Some four million people – more than 50 per cent of the population – are now in crisis, and the famine is expected to spread further in the coming months. In total almost 13 million people are facing starvation in the Horn of Africa, aid agencies estimate.

American diplomatic cables released by WikiLeaks show that the UN was lobbying for help to avert catastrophe in Somalia as long ago as 2008, but official reaction to the disaster was exceedingly sluggish until recently. Now, if the rains do not come in October, the future for the millions still trapped without food amid the civil war in southern Somalia looks even more uncertain.

Even if the rains do come in October, there will be no harvest until early 2012, meaning people will remain in urgent need of sustenance for months to come. Access for aid organisations is still a serious issue in the worst-hit south-central region. With the exception of a few charities, such as Islamic Relief and the Red Cross, most Western agencies are banned by the al-Qa'ida-linked rebel group al-Shabaab. The majority of aid is being distributed to displaced people who have made it to Mogadishu or to refugee camps in Kenya and Ethiopia. Dr Unni Karunakara, international president of Médecins sans Frontières (MSF), said: "It's the last-mile problem. Food is coming to Mogadishu, but getting it to the people who need it is going to remain hugely problematic."

After a visit to southern Somalia last week, UNHCR chief Antonio Guterres said that the peak of the crisis had not yet been reached. "From the point of view of the food security of the people, obviously, as time goes by, until the next harvest is possible, the situation will become worse and worse," he said. A summit begins today in Mogadishu aiming to create a "road map" towards the election of a new Somali president in August 2012. The three-day meeting, organised by the UN, is the first major political conference in war-ravaged Mogadishu in four years.

If Somalia's weak Western-backed transitional government is not strengthened, the lawlessness which allowed famine to thrive and peace to remain elusive will not abate. Last week, at least 27 people were killed in heavy fighting in the semi-autonomous Galmudug region in central Somalia.

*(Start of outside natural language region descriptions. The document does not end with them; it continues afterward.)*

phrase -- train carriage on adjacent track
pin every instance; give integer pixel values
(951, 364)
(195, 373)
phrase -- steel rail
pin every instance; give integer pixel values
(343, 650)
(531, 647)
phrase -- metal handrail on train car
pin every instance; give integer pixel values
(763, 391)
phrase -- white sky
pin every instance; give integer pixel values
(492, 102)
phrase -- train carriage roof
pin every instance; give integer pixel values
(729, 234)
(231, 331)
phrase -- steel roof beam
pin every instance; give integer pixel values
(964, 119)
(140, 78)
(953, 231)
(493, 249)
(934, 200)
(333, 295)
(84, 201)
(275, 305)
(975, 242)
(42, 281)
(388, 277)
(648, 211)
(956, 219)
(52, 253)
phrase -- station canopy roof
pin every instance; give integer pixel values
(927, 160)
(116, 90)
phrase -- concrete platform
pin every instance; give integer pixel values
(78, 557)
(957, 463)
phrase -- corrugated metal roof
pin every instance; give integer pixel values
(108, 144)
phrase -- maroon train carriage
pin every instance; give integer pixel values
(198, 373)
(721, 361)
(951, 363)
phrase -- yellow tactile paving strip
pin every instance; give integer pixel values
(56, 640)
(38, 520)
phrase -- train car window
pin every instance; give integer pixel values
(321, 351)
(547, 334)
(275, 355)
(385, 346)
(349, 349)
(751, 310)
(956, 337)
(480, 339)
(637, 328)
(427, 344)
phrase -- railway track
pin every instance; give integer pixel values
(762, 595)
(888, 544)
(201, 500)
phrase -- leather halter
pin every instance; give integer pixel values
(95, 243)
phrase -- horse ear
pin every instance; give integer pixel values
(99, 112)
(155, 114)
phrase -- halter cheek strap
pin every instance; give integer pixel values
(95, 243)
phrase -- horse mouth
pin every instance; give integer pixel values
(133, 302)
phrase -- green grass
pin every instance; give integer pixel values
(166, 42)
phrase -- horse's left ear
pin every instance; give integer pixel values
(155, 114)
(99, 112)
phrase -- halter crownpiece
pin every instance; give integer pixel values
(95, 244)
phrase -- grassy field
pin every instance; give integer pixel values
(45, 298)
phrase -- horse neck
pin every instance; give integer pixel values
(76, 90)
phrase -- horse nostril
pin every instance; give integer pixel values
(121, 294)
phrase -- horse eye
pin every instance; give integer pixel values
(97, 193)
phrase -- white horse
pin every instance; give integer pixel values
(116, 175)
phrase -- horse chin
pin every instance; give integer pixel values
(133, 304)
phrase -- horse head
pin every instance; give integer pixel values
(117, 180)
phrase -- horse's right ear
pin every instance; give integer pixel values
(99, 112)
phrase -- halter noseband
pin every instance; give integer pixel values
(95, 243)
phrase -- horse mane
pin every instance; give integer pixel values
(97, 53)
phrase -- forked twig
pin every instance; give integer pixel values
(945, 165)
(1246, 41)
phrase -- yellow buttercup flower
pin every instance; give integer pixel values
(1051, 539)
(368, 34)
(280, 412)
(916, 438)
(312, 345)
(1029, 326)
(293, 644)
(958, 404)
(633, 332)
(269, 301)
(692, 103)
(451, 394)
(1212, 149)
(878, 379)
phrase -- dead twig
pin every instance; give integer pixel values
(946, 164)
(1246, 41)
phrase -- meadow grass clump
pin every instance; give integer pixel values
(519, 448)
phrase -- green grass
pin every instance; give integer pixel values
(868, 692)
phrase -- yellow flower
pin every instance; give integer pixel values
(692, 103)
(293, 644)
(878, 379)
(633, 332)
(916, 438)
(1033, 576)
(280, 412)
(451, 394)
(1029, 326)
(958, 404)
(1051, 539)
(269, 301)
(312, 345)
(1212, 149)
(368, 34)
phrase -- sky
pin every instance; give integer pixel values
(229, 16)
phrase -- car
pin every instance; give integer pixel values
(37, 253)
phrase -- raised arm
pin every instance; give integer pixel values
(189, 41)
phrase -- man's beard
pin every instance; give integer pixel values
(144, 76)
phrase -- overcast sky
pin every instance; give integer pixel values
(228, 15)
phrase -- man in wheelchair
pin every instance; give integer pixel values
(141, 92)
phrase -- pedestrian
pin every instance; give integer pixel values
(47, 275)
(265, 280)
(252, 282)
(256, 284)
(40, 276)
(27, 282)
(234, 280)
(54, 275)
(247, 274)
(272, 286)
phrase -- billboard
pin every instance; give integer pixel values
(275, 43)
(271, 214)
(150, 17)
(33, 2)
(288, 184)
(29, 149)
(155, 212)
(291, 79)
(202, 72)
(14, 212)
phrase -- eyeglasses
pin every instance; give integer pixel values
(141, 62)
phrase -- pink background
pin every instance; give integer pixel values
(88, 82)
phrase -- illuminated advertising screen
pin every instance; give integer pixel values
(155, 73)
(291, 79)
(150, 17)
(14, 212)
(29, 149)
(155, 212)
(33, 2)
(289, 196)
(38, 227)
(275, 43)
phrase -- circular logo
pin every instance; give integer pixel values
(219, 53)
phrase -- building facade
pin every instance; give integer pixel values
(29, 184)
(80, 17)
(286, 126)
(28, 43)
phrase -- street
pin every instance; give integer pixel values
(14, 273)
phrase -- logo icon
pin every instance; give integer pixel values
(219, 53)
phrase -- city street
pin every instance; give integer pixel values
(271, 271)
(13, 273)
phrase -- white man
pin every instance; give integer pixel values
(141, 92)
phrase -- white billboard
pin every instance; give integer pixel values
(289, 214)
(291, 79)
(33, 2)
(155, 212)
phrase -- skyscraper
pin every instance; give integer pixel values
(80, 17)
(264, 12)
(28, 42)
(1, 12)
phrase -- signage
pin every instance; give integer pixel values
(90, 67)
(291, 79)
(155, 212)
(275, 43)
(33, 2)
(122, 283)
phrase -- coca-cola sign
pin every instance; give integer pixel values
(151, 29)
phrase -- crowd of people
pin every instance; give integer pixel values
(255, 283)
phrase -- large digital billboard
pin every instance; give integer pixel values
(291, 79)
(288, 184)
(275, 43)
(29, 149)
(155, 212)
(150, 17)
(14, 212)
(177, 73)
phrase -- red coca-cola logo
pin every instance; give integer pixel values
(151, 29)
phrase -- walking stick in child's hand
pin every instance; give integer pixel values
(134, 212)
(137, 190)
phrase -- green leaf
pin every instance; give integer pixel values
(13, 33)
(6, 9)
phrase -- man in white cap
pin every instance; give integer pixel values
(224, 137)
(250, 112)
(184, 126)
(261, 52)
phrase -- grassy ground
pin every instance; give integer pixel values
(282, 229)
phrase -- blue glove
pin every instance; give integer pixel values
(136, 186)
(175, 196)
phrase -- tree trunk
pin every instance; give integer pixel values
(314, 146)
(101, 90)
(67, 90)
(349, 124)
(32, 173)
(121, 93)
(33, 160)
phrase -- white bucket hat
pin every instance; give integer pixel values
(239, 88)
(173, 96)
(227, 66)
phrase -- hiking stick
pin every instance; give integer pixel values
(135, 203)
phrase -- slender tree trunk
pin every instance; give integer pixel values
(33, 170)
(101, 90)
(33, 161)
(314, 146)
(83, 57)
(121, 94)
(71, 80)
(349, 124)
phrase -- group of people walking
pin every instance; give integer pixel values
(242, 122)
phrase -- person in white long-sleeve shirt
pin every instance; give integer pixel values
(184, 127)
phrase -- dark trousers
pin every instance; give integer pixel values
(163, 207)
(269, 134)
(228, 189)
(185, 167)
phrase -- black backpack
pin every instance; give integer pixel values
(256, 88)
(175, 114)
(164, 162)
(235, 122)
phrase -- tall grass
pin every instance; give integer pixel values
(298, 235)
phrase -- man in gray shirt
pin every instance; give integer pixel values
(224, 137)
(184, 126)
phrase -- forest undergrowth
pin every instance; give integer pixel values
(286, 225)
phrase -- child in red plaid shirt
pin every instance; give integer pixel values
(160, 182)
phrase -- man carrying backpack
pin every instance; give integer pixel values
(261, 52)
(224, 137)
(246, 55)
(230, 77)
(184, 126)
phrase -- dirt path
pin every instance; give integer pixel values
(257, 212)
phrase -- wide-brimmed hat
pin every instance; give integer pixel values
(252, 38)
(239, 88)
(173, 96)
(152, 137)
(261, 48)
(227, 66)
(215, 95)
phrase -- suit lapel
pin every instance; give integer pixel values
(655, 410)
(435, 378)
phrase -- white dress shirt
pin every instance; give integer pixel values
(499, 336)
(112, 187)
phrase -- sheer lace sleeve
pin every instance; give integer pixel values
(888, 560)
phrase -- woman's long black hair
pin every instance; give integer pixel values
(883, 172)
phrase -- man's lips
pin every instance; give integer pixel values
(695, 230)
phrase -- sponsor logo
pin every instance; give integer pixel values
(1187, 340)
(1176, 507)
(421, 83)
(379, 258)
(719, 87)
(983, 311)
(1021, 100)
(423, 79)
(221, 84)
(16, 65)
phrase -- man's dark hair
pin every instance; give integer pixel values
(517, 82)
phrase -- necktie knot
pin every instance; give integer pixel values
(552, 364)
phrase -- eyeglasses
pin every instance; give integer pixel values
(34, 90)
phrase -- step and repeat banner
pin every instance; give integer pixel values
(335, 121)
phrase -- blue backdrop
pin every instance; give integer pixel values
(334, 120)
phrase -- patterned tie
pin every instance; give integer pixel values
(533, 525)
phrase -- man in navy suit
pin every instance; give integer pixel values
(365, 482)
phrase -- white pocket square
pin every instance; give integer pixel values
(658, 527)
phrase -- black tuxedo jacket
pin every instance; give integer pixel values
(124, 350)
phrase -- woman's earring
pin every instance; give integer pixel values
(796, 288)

Dr Karunakara was among many who doubted a UN summit would bring stability. "I really have difficulty imagining what the UN can do," he said. However, Augustine Mahiga, special envoy of the UN secretary-general, defended the summit, saying: "This landmark meeting is a Somali-led and Somali-owned process. The UN is facilitating the meeting, as requested by the Somalis."

In Kenya, where the crisis has pushed some 440,000 Somalis to Dadaab, the world's largest refugee camp, aid organisations have had better news. A multimillion-pound camp within Dadaab which had been left empty for months was finally given the go-ahead by the Kenyan government two weeks ago to open its gates.

More than 6,000 people have now set up home in the camp, called Ifo II, which has electricity, pumped water and properly dug latrines. The camp, which was partly funded by Oxfam, also has several schools which will open in early 2012. Magdalen Nandawula, Oxfam's programme manager at Dadaab, said: "More people will move in this coming week. We have had facilities there lying idle for too long; now finally people are using them."

Hamdi Bashir, 46, was among the first to move into the newly opened camp. He came from Buale in Somalia two weeks ago with his wife and 13 children. He said: "I'm very much thankful to God. Before I had no shelter, no water. Now we have water."

While urgent hunger was what finally drove Mr Bashir and his family to Kenya, it is an end to Somalia's civil war – rather than rains – that he most wishes for. "We Somalis live in insecurity in our country, and we have fled to different regions of the world. Peace and security is the most important thing in human life."